ほとぼりも冷めて過去化しつつある三浦雄一郎の最高齢での登頂そしてダウラギリ登頂出来ず帰らぬ人となった河野千鶴子さんは偶然にも相前後してニュースになった。それはピークハントのシーズンがその時期に限定されるので同時期になっただけだ。この偶然は山に向かう人間の両極にある姿を映し出す結果になった。河野さんに関する情報は部分的でしかないので正確かどうかは別としてある程度想像も含めていると断らなければならない。

片や億の単位の資金を集めてヘリコプターを使って美味しいご馳走に恵まれて多くのサポーターが支えて実現した記録の意味をどう受け止めればいいのだろうか。山を愛する人ならそれ以上を語るまでもないだろう。

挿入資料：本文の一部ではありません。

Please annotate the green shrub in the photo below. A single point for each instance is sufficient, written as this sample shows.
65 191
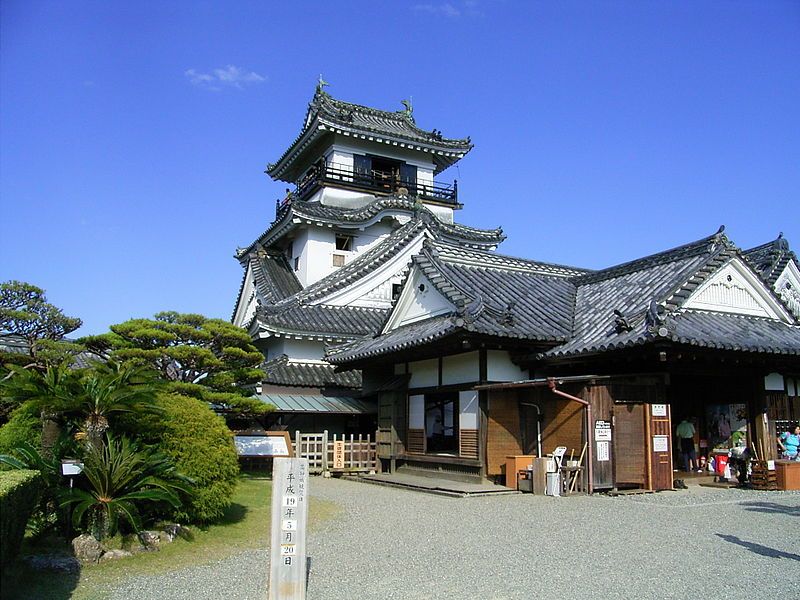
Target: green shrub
25 425
202 447
19 495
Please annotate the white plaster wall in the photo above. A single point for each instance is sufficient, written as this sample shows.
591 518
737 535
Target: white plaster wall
303 349
468 407
424 373
315 258
415 305
364 240
460 368
247 301
500 368
774 382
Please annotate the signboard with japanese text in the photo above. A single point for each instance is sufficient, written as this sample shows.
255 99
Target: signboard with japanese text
287 571
660 443
658 410
602 431
603 451
338 454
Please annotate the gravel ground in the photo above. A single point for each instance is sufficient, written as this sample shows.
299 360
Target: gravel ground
389 543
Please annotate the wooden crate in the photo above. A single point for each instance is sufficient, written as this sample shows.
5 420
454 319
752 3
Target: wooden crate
762 478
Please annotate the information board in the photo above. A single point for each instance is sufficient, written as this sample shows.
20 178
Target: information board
660 443
602 431
602 451
658 410
338 454
272 443
287 569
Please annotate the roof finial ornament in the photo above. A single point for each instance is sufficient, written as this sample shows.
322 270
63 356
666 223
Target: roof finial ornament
782 243
321 84
408 111
621 323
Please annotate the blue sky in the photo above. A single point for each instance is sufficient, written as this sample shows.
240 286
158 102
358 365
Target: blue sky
134 136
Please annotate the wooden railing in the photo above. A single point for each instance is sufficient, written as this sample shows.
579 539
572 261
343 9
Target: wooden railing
373 181
357 453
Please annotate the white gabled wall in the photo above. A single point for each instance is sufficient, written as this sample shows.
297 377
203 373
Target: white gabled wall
246 303
424 373
735 288
499 367
788 287
418 301
460 368
374 290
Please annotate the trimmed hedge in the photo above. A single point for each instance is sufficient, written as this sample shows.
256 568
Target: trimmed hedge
25 425
19 496
202 447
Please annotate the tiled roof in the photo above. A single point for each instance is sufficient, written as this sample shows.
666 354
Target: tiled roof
298 313
317 403
327 115
649 293
16 344
313 374
320 320
770 259
493 295
297 212
736 332
574 310
409 336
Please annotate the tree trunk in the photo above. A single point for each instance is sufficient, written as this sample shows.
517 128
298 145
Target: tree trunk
51 430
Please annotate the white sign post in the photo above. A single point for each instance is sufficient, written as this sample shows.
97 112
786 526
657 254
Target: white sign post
287 569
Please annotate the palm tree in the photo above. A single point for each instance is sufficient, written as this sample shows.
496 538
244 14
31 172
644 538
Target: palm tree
51 388
90 395
108 389
119 479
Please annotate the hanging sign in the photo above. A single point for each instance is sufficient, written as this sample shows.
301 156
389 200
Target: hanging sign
338 454
602 431
660 443
287 566
602 451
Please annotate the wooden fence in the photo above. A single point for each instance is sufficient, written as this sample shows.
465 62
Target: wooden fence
356 453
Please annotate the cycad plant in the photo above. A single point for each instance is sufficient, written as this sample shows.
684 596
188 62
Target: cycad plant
111 388
119 480
48 515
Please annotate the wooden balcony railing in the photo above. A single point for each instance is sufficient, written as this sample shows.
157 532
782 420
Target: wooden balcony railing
379 182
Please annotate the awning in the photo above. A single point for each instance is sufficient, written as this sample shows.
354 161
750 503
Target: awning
317 403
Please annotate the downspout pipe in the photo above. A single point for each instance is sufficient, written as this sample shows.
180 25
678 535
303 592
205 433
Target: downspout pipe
552 384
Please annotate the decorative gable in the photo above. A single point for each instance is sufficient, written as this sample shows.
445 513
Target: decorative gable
375 288
788 287
418 301
246 305
735 288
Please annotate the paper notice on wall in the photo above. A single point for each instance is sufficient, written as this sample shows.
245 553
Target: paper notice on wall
602 451
602 431
660 443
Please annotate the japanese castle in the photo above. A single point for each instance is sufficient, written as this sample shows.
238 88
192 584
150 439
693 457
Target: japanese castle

他方河野さんは老婆の記録更新を目指すわけではなく、一人の女性として人生の再発見を山に求められたと言われている。ダウラギリというエベレストどころではない困難な登頂を目指し、ピーク手前100Mで先行したパーティーのトラブルで引き返さざるを得なくなっての途中での非業だ。しかも同行したサポーターは2名だけという考えられないギリギリの態勢だった。

この対比から学ぶことがある。金次第で望むものを手にする、額に汗をして頑張ることのばかばかしさ。昨今の世相は残念ながらそういう風潮に流されている。自然が商品化されやすくなったという事でもあるのだろう。マスコミがそうさせているのだが。

自然は命の源泉であり、心を豊かにする源だ。ところが自動販売機でコインを入れれば手に入る清涼飲料同然に簡単に手に入る。室堂にハイヒールで立てるわけだ。ヒマラヤでもホース・トレッキングが増えているし、へりを使って一気に高山へ、が日常化している。耐久消費財であった自然が、確実に消耗品化しているということだろう。

自然の懐に入って心を洗う。しかし自然は心を癒してくれるだけでなく、ある時突然牙をむきだして襲ってくる。そのリスクはしばしば避ける事が出来ない。それが自然の本質だ。河野さんはダウラギリでその両方を体験してしまったわけだ。自然との付き合いはだから難しい。生きることの極限を目の当たりにしながら、自然の懐に入るための汗が全ての呪縛から解放してくれる、その魅力に恋い焦がれていたのが河野さんなのかもしれない。

この時代、偶然にもヒマラヤで起きた二つの椿事は自然と人間の関わりについて強烈なメッセージを送っている。合理主義の蔓延で金次第の社会が支配的になり優位になりすぎたために社会の歪みが大きくなっている。その背景の一因に自然への畏怖、敬意の欠落があるのではないだろうか。自己中で自分だけの世界に引き籠もる。自分を支えている社会そしてその背景にある自然との関わりを遮断している。

もう一度心の豊かさを手にするために、そして自然と共存する社会を構築するためにも、多くの人が自然に接して欲しい。それも金次第ではなく、自分の足で額に汗して手にする自然との出会いを大事にして欲しいと願うのは私だけだろうか。